Though Prague is better known for its beauty and history than its restaurant scene, visitors will be surprised by the quality of cuisine on offer. Foodies should begin their trip at a gastro-pub, where hearty roast meat dishes complement the country's renowned beer. The most common meat is pork, as it pairs perfectly with an ice-cold Pilsner Urquell. Knedliky (boilee, sliced dumplings) are a common accompaniment to meals.

Travellers with a sweet tooth can sample the many pastries in Prague, such as Kolache, a type of yeast pastry filled with anything from fruits to cheeses, or poppy seed doughnuts, and many street vendors selling local Czech-style hot dogs and mulled wine.

International options range from Indian to Indonesian and Uruguayan cuisine. The most popular dining areas in the city are the Stare Mesto (Old Town), Nove Mesto (New Town) and Vinohrady, and it is customary to tip waiters 10 to 15 percent, though some restaurants in popular tourist areas will add a gratuity.


While shopping in Prague isn't quite on a par with some other top cities in Europe, many shopping malls have popped up in recent years, offering an ever-wider selection of products. The growing competition has led to better prices for customers, making shopping in Prague refreshingly budget friendly by European standards.

The main shopping area in Prague extends from Wenceslas Square, past Na Prikope and into Republic Square. The Parizska area has some international fashion brand boutiques, while Mala Strana and the Old Town Square are home to small shops and art galleries. The Old Town Square also has a permanent market selling arts, crafts and souvenirs. Much of what visitors will find on the thoroughfare between Charles Bridge and Old Town Square is mass-produced and overpriced, though the souvenir shopping along this stretch is fun. There are several shopping malls in Prague, including the upscale Palladium in the centre of the city; Metropole Zlicin, which has cinemas and fast-food eateries near the bus station; and the huge OC Novy Smichov.

Local products include crystal ware and accessories, puppets, hand-painted eggs, wooden toys, folk art and memorabilia from the communist era (army surplus hats, knives and badges). Many artists sell pen-and-ink drawings on the street and, of course, visitors will find many Prague souvenirs bearing the face of native son and renowned author, Franz Kafka. Locally mined Czech garnets are also popular, but shoppers should make sure they get a certificate of authenticity, as it can be hard to identify fakes. Travellers will find Czech craft beer and cider shops in the alternative neighbourhood, Žižkov.

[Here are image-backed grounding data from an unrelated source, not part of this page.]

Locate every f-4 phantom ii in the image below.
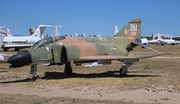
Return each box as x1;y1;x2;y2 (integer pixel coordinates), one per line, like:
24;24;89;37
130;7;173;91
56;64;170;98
7;18;166;79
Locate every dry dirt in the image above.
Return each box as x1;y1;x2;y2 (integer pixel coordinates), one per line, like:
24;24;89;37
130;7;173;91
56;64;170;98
0;44;180;104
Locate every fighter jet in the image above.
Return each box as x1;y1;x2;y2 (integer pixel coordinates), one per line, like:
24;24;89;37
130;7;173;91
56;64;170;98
7;18;165;79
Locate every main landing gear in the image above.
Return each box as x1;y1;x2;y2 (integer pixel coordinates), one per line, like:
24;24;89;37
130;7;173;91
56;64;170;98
29;62;73;80
30;64;39;80
64;62;72;75
119;60;134;76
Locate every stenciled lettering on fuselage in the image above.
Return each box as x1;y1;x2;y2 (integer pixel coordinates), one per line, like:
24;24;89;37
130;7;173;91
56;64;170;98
124;24;137;36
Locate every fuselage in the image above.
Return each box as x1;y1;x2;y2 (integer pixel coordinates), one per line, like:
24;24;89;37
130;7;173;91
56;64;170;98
8;36;132;67
29;36;130;63
3;36;40;44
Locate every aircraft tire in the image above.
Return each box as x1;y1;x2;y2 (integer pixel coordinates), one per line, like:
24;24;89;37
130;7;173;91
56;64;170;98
32;75;40;80
15;48;19;51
64;62;72;75
3;48;8;51
119;68;127;76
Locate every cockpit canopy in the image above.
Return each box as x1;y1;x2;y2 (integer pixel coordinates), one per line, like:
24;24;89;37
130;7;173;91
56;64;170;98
31;36;65;49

Most shops are open from 9am to 7pm, with some large supermarkets staying open till 10pm or even 24 hours a day. Shops in the city centre and tourist destinations are generally open on weekends. Some sales tax refunds are available to non-EU citizens.


Prague's nightlife offers something for everyone, from casual pubs and bars to sophisticated lounges, live music venues and famous dance clubs. The capital's most popular nightclubs are situated right in the heart of Old Town.

Visitors should note that the custom in Prague is to share tables with strangers if things get crowded. Tourists can also go on organised pub crawls that start each night around 9pm, with partygoers meeting at landmarks such as the clock tower, and other central venues around Prague. The city has also become a popular European stag- and hen-party destination, further fuelling the already lively club and bar scene. Generally speaking, dance clubs in Prague charge admission fees on Thursdays, Fridays and Saturdays, but are usually free between Sunday and Wednesday.

For a more relaxed evening, the National Marionette Theatre is renowned for performances of Mozart operas, and classical music lovers will enjoy attending other top-class venues and experiencing wonderful performances. If their passion for classical runs especially deep, they should ensure that they visit Prague during the Prague Spring International Music Festival, or its counterpart in autumn, when the city comes alive with world-class classical-music performances.